Two decades earlier, similar misplaced anxieties following the Islamic Revolution in Iran, led some of our neighbors to arm and finance Saddam Hussein to destroy that manufactured enemy.
We had hoped that our neighbors would have learned from the fact that the monster they had created ended up as their own nightmare.
We all need to break this pattern. In fact, during the Iran-Iraq war, the international community recognized the problem and prescribed a regional security arrangement, enshrining it in paragraph 8 of UN Security Council resolution 598 that brought the war to an end. That provision continues to be relevant and necessary to end this vicious cycle.

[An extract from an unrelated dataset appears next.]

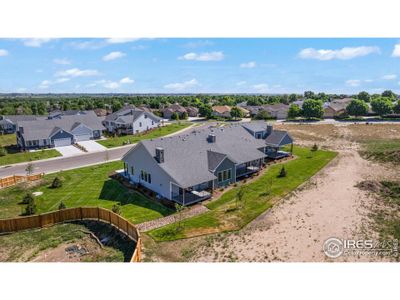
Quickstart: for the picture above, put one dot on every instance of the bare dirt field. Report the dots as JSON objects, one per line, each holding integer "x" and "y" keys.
{"x": 329, "y": 205}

Countries in the Persian Gulf region need to surmount the current state of division and tension and instead move in the direction of erecting realistic regional arrangements. It can perhaps start with a modest regional dialogue forum, based on generally recognized principles and shared objectives. The forum can promote understanding on a broad spectrum of issues, including confidence- and security-building measures, and combating terrorism, extremism and sectarianism. It could also encourage practical cooperation in areas ranging from protection of the environment to joint investment and tourism. Such a forum could eventually even develop into more formal nonaggression and security cooperation arrangements.
President Rouhani took a major step in this regard last Wednesday in his trip to Oman and Kuwait.
Ladies and gentlemen,
I emphasize that the conflicts in Iraq, Syria, Yemen and Bahrain do not have military solutions. Each requires a political solution where no genuine actor is excluded from the process or marginalized in the outcome. Notwithstanding the complexities of each, there are always possibilities for eventually arriving at outcomes that meet the requirements of all concerned. To begin this unavoidable journey, we must begin defining problems in a non-zero-sum way.
The historic success of diplomacy over coercion in the resolution of the Iranian nuclear crisis reflects a simple but important political lesson: all parties concerned defined the problem in a mutually acceptable way that was amenable to a mutually acceptable solution. In other words, they recognized that they had to give up their maximalist expectations in favor of a working compromise.
The challenge, therefore, ladies and gentlemen, is first and foremost cognitive in essence. I hope world leaders are up to it.